Reader Mail: Talking About Salaries Is Good (If Sometimes Distressing)
by Mike Dang and Logan Sachon
A Billfold reader writes with some upsetting news!
I’m wondering if you can help me with a bit of news I just learned that is making me. So. Depressed. I have Master’s, I work in a research type role and have been at my current job for almost two years. I tried to negotiate a higher salary when I started but they shot me down, since the role was new to the company. Fair enough. At my first review I got a 3% raise, which at my salary is nothing.
I got a grad student intern a few months ago, which to me was great and the first step in lobbying for a FTE working under me, which I could then leverage into a pay bump. My intern just got a full-time job for when she graduates, at a competing company. Her role is going to be similar to mine, as far as I can tell. So, yay for her! But she also told me her starting salary: It is $10k more than I am making.
HELP. I feel like a chump.
My company is notorious for underpaying, but I love my job and I feel like I could really grow the role and make a career here. I need an action plan! Can I use this nugget of info in a salary review? How? Do I go talk to my boss right now? Do I take it out on my intern by relegating her to coffee duty for the rest of her time here? Salaries: why are they such a bitch, and how do I productively talk about them to the people who matter?
Logan: I guess the real question from our girl here is: Can she go to her boss and ask for more money solely based on knowing that another company is paying someone in a similar role with less experience $10,000 more? I think … no.
Mike: Right. Which is why I think she should start applying for other jobs, and then get an offer, and use that offer as leverage to get a raise.
Logan: Yes. that sounds sensible, if a lot of work.
Mike: Because it’s not like she’s unhappy. She loves her job!
Logan: Well, she wasn’t unhappy until she realized she’s being paid less than an entry-level employee at a similar company. But maybe she isn’t. Maybe the companies are pretty different, despite sounding almost exactly the same. She should make a list of why the salaries aren’t really comparable. Maybe the second company has terrible healthcare, evil clients, is in the suburbs, etc.
Mike: Yeah, I like lists. And another list she should make is one about why she loves her job.
Logan: A two-column list about why her life and job are better than the intern’s life and job. That would make me feel better.
Mike: Also, I think she should think about her situation. Is she struggling financially? That’s unclear. Is her job paying all her bills? Does she want more money just because she heard someone else was making more money? You can be happy with what you have sometimes. I was happy in New York on $30,000. I was happy in New York on $40,000. I once turned down a $60,000 job in another city because I was happy with my $40,000 job, and wanted to stay in New York.
Logan: But would you have been happy knowing someone with less experience than you was making $10k more??
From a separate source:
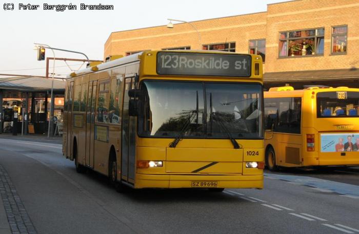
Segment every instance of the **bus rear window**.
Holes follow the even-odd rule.
[[[316,97],[318,118],[359,116],[359,92],[325,92],[318,93]]]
Mike: I don’t think you can think about it that way. There is always someone out there who seems less qualified than you, or seems so lazy, or terrible, and they are making more money than you. I think if I discovered that someone in my own company was earning more than me and had less experience, then yes, totally. But that’s not the case here.
Logan: So she should apply to other jobs, use this information to request a higher salary when she gets that job offer (“I know the market rate ix $x, I want $y”) and then she can use that job offer to get more money at her job she loves, maybe.
Mike: Yeah. And if not, I really do think she can remain happy in her job if it’s paying the bills.
Logan: Especially if she makes a list about how much more awesome her life is than her overpaid intern.
Logan: One more thing. I’m guessing she wishes she never found out about her intern’s salary. But I think it’s really important that she did!
Mike: Oh, yes. I earned $70,000 last year. Like, who cares if people know. People should know. Knowing what other people make is really useful.
Logan: This is the part where I’d say what I made last year, except I don’t know. (I haven’t done my taxes yet.) It was … not a lot. But if someone can leverage that information into a better life for themselves, HAVE AT IT.